If you think about a 3-dimensional graph, you can go up the slope using only delta (change=gamma), or you can partial delta-theta (change="charm") and then do theta. Either way, you're still navigating a hill.
Thank you, and thank you. Excellent explanations, and I get it (or most of it): what I'm understanding is that, taking two Call options that had just moment prior both had Deltas of 0.50, one with 1 day to expiry, the other 1 year, at the precise moment of a change in the underlying SP (let's use a big +25% just to make it extreme), the Delta of the two options will change, but to very different degrees (a relationship dictated by their respective gammas which will NOT have been identical, unlike their deltas.)
So the 1-day-to-expiry Call will now have a Delta of close to 1.00, whereas the 1-year-out Call will obviously be much less than that (likely in the 70% - 90% range, given how much longer to expiry, depending on many factors ofc, right?). So even though they had identical Deltas before the +25% gap up, their price changes by different amts...(?)

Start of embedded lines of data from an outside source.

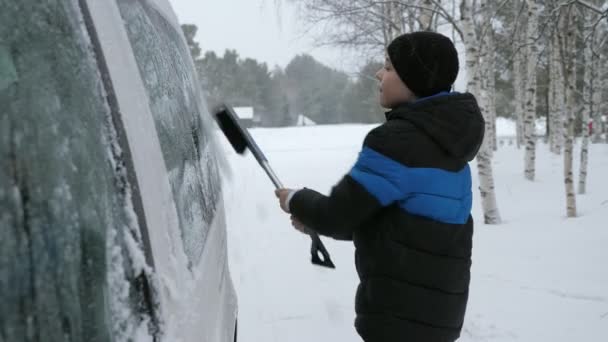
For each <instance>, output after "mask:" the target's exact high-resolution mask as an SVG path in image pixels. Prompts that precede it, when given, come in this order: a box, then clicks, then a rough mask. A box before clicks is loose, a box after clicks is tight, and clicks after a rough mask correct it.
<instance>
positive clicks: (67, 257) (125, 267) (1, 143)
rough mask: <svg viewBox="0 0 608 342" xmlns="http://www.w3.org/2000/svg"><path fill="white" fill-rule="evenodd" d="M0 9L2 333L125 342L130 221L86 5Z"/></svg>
mask: <svg viewBox="0 0 608 342" xmlns="http://www.w3.org/2000/svg"><path fill="white" fill-rule="evenodd" d="M0 8H2V10H1V11H0V37H2V38H1V39H0V79H1V80H2V81H1V82H0V303H1V304H0V340H3V341H111V340H121V339H120V338H119V337H120V336H119V334H118V332H117V330H122V332H123V333H124V334H123V336H126V335H129V334H130V333H129V331H127V330H128V329H129V327H130V326H131V325H130V322H133V321H136V320H137V319H135V320H131V319H130V318H131V317H132V313H133V311H132V310H131V309H130V308H133V310H136V309H135V307H136V306H137V305H139V304H138V303H136V302H134V301H133V302H131V303H129V301H130V299H129V295H130V294H133V293H134V292H136V290H135V288H133V287H132V286H131V284H132V283H130V282H129V281H128V280H129V278H130V279H132V278H133V274H129V271H128V269H129V259H128V253H127V252H126V247H125V245H124V238H125V236H124V233H125V231H126V230H127V229H125V227H127V226H129V225H130V224H132V221H131V220H130V219H129V216H128V215H129V213H128V211H127V210H125V208H127V207H128V205H127V203H126V201H127V197H126V195H125V194H126V192H125V191H126V188H125V183H124V182H121V181H120V179H119V178H120V176H119V175H118V174H117V172H116V170H117V165H118V164H119V163H118V162H117V160H116V159H115V158H116V157H117V154H116V149H115V148H112V147H111V145H112V144H113V141H111V140H112V137H113V136H115V135H114V131H113V127H112V126H111V125H112V124H111V119H110V115H111V114H110V110H109V108H108V106H107V104H106V102H105V99H106V97H105V93H104V90H103V85H102V82H101V78H100V75H99V70H98V69H97V64H96V60H95V56H94V55H93V52H92V51H93V49H92V46H91V44H90V41H89V38H88V35H87V32H86V30H85V27H84V25H83V18H82V15H81V13H80V9H79V7H78V1H76V0H72V1H65V0H64V1H60V0H45V1H40V0H20V1H2V2H1V4H0ZM5 76H6V77H5ZM108 247H111V250H108ZM116 260H118V261H119V262H117V263H115V264H111V263H112V262H114V261H116ZM109 263H110V264H109ZM108 268H110V269H111V270H112V272H111V273H112V275H113V276H109V275H108V271H107V270H108ZM110 278H111V279H110ZM117 289H118V290H117ZM116 312H121V315H120V317H117V316H113V315H112V314H113V313H116ZM110 313H112V314H110ZM113 317H117V318H118V319H120V320H121V321H120V322H118V323H116V322H113ZM131 327H132V326H131Z"/></svg>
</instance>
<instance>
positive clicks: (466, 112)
mask: <svg viewBox="0 0 608 342" xmlns="http://www.w3.org/2000/svg"><path fill="white" fill-rule="evenodd" d="M386 117H387V120H392V119H403V120H407V121H409V122H411V123H412V124H413V125H414V126H416V127H417V128H418V129H420V130H422V131H424V132H425V134H427V135H428V136H430V137H431V139H433V141H435V142H436V143H437V144H438V145H439V146H441V148H443V149H444V150H445V151H447V152H448V154H449V155H450V156H452V157H455V158H458V159H464V160H466V161H471V160H473V158H475V156H476V155H477V152H478V151H479V148H480V146H481V143H482V142H483V136H484V131H485V122H484V119H483V116H482V115H481V111H480V109H479V106H478V105H477V100H475V97H474V96H473V95H472V94H470V93H463V94H461V93H442V94H438V95H434V96H431V97H427V98H422V99H419V100H417V101H414V102H411V103H407V104H404V105H401V106H399V107H397V108H395V109H393V110H392V111H390V112H388V113H387V114H386Z"/></svg>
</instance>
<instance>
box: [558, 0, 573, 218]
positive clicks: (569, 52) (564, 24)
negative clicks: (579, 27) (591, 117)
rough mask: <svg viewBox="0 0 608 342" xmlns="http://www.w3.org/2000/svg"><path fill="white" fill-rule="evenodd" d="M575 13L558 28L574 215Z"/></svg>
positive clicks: (566, 213) (570, 174)
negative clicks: (559, 39) (562, 73)
mask: <svg viewBox="0 0 608 342" xmlns="http://www.w3.org/2000/svg"><path fill="white" fill-rule="evenodd" d="M575 20H576V18H575V14H574V11H573V10H572V9H570V11H569V14H568V15H567V16H566V18H565V20H564V19H562V25H560V26H562V27H561V29H560V30H559V32H560V35H561V34H565V36H564V37H563V41H564V43H563V45H562V47H563V49H562V63H563V64H564V84H565V87H566V111H565V118H564V185H565V190H566V215H567V216H568V217H576V194H575V192H574V176H573V172H572V159H573V156H572V155H573V149H574V146H573V145H574V108H575V105H576V99H575V87H576V51H574V49H575V46H576V44H575V42H576V27H575Z"/></svg>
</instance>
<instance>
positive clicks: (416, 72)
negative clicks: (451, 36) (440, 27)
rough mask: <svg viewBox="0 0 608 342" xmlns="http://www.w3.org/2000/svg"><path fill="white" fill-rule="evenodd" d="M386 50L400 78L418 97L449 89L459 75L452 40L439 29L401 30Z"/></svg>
mask: <svg viewBox="0 0 608 342" xmlns="http://www.w3.org/2000/svg"><path fill="white" fill-rule="evenodd" d="M387 51H388V56H389V58H390V60H391V63H392V64H393V67H394V68H395V71H396V72H397V75H399V78H401V80H402V81H403V83H405V85H406V86H407V87H408V88H409V89H410V90H411V91H412V92H413V93H414V94H415V95H416V96H418V97H426V96H431V95H434V94H437V93H439V92H441V91H449V90H450V88H451V87H452V85H453V84H454V81H456V76H458V52H457V51H456V48H455V47H454V44H453V43H452V41H451V40H450V39H449V38H448V37H446V36H444V35H441V34H439V33H435V32H428V31H421V32H412V33H406V34H402V35H400V36H399V37H397V38H395V39H394V40H393V41H392V42H391V43H390V44H389V46H388V48H387Z"/></svg>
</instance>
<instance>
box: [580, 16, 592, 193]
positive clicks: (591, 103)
mask: <svg viewBox="0 0 608 342" xmlns="http://www.w3.org/2000/svg"><path fill="white" fill-rule="evenodd" d="M585 19H586V20H585V21H587V20H588V19H591V18H590V17H589V16H588V15H587V16H585ZM590 33H591V32H589V30H585V31H584V32H583V34H584V36H585V37H587V35H588V34H590ZM593 41H594V39H593V38H592V39H589V40H587V41H586V42H585V46H584V66H585V67H584V75H583V119H582V122H581V125H582V127H581V129H582V136H583V138H582V142H581V155H580V157H581V159H580V165H579V174H578V193H579V194H585V193H586V192H587V191H586V190H587V189H586V185H587V164H588V160H589V122H590V119H591V117H592V112H593V110H594V108H593V91H594V89H593V88H594V87H593V80H594V75H593V72H594V71H593V53H592V52H593V51H592V50H593Z"/></svg>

Do I have that more or less correct? If so, it kind of leads me back to my original Q (in my 2nd post), which is why most sources explaining the Greeks refer to Delta as an indicator of how an option price will change in relation to a change in the underlying. I've never seen an asterisk appended to that definition (and some posts in this thread suggest that there shouldn't be one at all), but it seems to be...at the very least very incomplete, right? Because the accuracy/veracity of that definition very much depends, so it seems, on the *magnitude* of the chg in underlying. For small moves it seems to hold rather well, but for large moves it falls apart(?)
If I'm 'getting there', but still misunderstanding something fundamental, I'd appreciate a nudge over the finish line
Delta is the instantaneous rate of change of the option. Once the underlying moves by a penny the gamma is different and so the delta will also be different. Maybe the confusion is coming from looking at your risk as delta only. You should be looking at it through a broad picture. If you buy short dated options, the delta is more volatile ATM than a longer dated option. Since options have convexity, there is no single risk measure that will tell you how much the option will move given the underlying over large moves. All risk measures in the BS world is instantaneous. Does that make sense?
Also the far dated options have higher delta due to drift (straight from the BS model).
Also the far dated options have higher delta due to drift (straight from the BS model).
Yes that's right. As @TheBigShort says all risk measures in options relate only to the current state: tweak the spot, vol, time-to-expiry, interest rate, strike and they change. If delta didn't change with spot then that means gamma=0, ie there is not optionality in the first place, so it doesn't make any sense that delta would be static over large moves in the underlying for options.